Le philosophe n'y est pas allé de main morte, appelant au démantèlement des « chiffons rouges » hérités comme le Franc CFA, jugé trop dispendieux. « Il faut s'en débarrasser, et en bon ordre » a-t-il insisté.
L'exemple sénégalais, un modèle à suivre ?
C'est l'élection de Bassirou Diomaye Faye qui a véritablement cristallisé ces espoirs de rupture. Pour Mbembe, l'accession démocratique au pouvoir du jeune président et de son parti Pastef « est sans doute l'événement le plus marquant des dernières décennies ».
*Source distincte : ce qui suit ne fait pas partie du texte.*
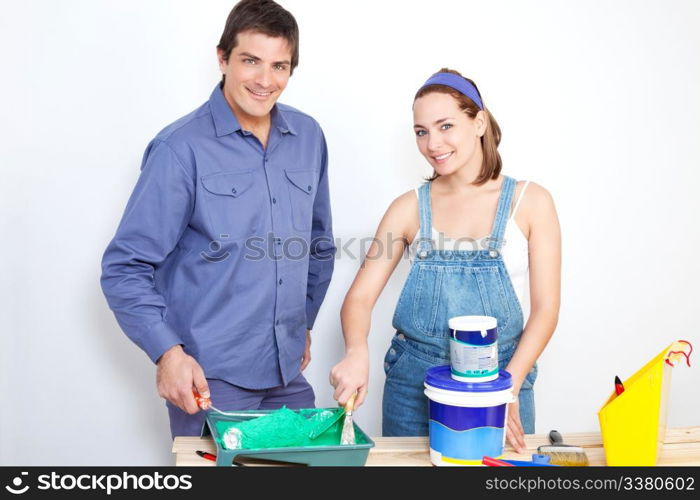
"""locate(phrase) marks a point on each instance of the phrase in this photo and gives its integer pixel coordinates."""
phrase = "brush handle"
(555, 438)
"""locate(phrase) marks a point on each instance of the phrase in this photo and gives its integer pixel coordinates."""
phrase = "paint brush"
(563, 454)
(348, 435)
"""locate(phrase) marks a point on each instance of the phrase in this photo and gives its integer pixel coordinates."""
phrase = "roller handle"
(555, 438)
(350, 404)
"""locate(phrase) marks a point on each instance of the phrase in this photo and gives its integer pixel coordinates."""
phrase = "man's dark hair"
(262, 16)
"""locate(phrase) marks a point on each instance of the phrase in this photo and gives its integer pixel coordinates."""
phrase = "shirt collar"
(225, 120)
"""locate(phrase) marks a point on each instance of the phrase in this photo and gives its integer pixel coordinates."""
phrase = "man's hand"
(351, 375)
(177, 376)
(306, 358)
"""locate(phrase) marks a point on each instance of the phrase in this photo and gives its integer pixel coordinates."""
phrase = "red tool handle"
(494, 462)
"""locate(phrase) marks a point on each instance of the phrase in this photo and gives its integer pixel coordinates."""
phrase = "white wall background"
(598, 102)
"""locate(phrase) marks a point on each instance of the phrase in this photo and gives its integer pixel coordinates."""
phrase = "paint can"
(474, 348)
(466, 420)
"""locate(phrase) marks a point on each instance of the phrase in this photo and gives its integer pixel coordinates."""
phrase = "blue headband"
(458, 83)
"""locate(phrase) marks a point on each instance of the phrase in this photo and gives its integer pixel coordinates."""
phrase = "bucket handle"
(676, 354)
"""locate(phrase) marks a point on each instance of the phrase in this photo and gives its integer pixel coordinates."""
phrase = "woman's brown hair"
(492, 164)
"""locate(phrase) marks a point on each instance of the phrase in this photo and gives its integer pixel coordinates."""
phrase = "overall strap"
(425, 241)
(502, 215)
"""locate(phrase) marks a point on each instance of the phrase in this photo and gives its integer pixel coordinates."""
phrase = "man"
(225, 250)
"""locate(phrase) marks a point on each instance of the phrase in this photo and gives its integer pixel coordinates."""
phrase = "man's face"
(257, 71)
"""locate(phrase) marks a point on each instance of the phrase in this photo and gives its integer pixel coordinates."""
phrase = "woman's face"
(446, 136)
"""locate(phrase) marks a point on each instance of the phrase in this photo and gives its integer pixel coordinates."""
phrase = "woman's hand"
(514, 429)
(351, 375)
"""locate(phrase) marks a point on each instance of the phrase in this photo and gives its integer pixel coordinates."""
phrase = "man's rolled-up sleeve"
(322, 247)
(155, 217)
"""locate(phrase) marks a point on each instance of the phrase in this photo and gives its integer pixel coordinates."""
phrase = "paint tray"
(327, 450)
(633, 424)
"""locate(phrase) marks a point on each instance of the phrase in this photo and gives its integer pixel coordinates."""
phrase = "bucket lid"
(440, 378)
(472, 323)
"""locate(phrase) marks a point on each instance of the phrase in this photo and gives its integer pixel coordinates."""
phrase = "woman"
(495, 236)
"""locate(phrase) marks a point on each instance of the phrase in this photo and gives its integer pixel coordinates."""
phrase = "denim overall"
(443, 284)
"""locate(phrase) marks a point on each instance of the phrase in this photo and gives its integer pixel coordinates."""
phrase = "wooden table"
(681, 447)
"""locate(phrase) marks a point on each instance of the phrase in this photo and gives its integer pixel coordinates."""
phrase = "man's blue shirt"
(226, 247)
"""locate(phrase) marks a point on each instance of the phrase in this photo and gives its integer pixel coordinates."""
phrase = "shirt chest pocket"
(232, 204)
(302, 192)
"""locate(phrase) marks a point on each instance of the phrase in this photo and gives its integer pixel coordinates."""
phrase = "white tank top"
(514, 252)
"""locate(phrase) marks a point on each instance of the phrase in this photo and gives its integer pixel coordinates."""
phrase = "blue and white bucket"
(466, 421)
(474, 348)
Un événement d'autant plus significatif que la France, après ses déboires au Sahel, « commence à comprendre qu'une page est tournée ». La pression de la société civile lors de cette élection « montre que notre sort est entre nos mains », s'est-il félicité.
Intégration continentale et renaissance culturelle
Mais le défi ne fait que commencer selon le Camerounais. Pour franchir un cap décisif, « l'Afrique doit investir dans ses organisations sous-régionales » plaide-t-il, citant l'exemple du nouveau portefeuille " de l'Intégration africaine " au Sénégal.
L'universitaire appelle également à un "rapatriement de l'imaginaire" par la redécouverte des cultures, des savoirs et de l'art africains trop longtemps délaissés. Un prérequis pour "s'ouvrir à elle-même" et dépasser le morcellement actuel.
Si la tâche s'annonce ardue, la brèche est désormais ouverte selon Mbembe : « Une partie de l'élite comprend qu'il faut se positionner autrement ».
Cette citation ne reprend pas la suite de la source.